We examined the
telomerase activity and its subunit expression by cell culture, polymerase chain reaction (PCR), PCR-
silver staining, PCR-ELISA,
DNA sequencing, MTT and flow cytometry methods.
RESULTS: PCR-
silver staining and PCR-ELISA methods had the same specificity and sensitivity as the TRAP method.
Telomerase activity was detected in the extract of the 10(th),20(th) and 30(th) passages of P3 cells,while it was absent in fibroblasts. Furthermore, after the 30th generation, the proliferation period of fibroblast cells was significantly prolonged.
Telomerase activity and hTERTmRNA were detected in two
pancreatic carcinoma cell lines, but were found to be negative in human fibroblast cells.
Telomerase activity and hTERTmRNA were tested in
pancreatic carcinoma specimens of 24 cases. The
telomerase activity was positive in 21 of the 24 cases (87.5 %), and the hTERTmRNA in 20 cases (83.3 %). In adjacent normal tissues positive rates were both 12.5 %. There was a significant difference between the two groups. This indicated a significant correlation between the expression level of
telomerase activity and histologic differentiation,
metastasis and advanced clinical stage of
pancreatic carcinoma. Our findings showed that the expressions of hTR and TP1mRNA were not correlated with the activity of
telomerase but the expression of hTERTmRNA was.
After treatment with PS-ODNs,
telomerase activity in P(3) cells weakened and the inhibiting effect became stronger with an increase in PS-ODNs concentration. There was a significant difference between different PS-ODN groups (P<0.05). Inhibition of
telomerase activity occurred most significant with PS-ODN1. The results of the FCM test of
pancreatic cancer P(3) cells showed an increase in the apoptotic rate with increasing PS-ODN1 and PS-ODN2 concentrations.

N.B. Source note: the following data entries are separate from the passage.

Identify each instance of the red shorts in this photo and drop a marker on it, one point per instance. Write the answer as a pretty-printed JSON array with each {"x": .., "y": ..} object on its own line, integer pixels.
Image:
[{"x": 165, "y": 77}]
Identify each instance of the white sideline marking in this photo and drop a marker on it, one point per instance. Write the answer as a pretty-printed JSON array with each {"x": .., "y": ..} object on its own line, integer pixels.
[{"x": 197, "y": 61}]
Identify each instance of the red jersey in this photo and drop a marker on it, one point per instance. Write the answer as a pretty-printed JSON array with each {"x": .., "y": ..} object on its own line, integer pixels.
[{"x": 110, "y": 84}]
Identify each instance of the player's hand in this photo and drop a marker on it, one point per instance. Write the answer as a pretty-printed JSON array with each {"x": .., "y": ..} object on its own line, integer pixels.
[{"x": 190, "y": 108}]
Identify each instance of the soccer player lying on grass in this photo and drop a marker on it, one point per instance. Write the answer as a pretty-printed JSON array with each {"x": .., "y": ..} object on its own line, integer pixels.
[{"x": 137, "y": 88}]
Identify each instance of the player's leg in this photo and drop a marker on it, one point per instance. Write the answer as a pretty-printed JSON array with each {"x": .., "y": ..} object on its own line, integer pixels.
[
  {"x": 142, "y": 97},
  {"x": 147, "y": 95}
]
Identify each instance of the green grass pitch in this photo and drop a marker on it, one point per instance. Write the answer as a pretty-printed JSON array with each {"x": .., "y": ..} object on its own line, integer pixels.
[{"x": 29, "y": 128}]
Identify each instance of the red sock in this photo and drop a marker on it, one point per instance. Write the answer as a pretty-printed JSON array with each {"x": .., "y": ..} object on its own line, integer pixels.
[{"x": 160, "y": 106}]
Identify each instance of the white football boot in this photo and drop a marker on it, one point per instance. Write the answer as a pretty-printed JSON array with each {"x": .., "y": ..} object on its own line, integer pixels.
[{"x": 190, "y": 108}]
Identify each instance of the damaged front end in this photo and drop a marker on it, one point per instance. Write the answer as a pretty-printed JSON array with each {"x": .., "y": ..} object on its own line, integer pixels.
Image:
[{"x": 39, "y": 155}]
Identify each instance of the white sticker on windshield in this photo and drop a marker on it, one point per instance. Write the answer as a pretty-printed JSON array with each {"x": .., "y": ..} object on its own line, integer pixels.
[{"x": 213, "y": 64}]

CONCLUSION: The expression of
telomerase activity has a significant relationship to
carcinogenesis. A strong correlation exists between
telomerase activity and hTERTmRNA expression. The up-regulation of hTERTmRNA expression may play a critical role in human
carcinogenesis. The expression of
telomerase activity and its subunit level in
pancreatic carcinoma significantly correlate with the clinical stage of
pancreatic carcinoma and hence, may be helpful in its diagnosis and prognosis. The anti-hTR complementary to the template region of hTR is sufficient to inhibit P3 cell
telomerase activity and cell proliferation in vitro, and can lead to a profound induction of programmed cell death.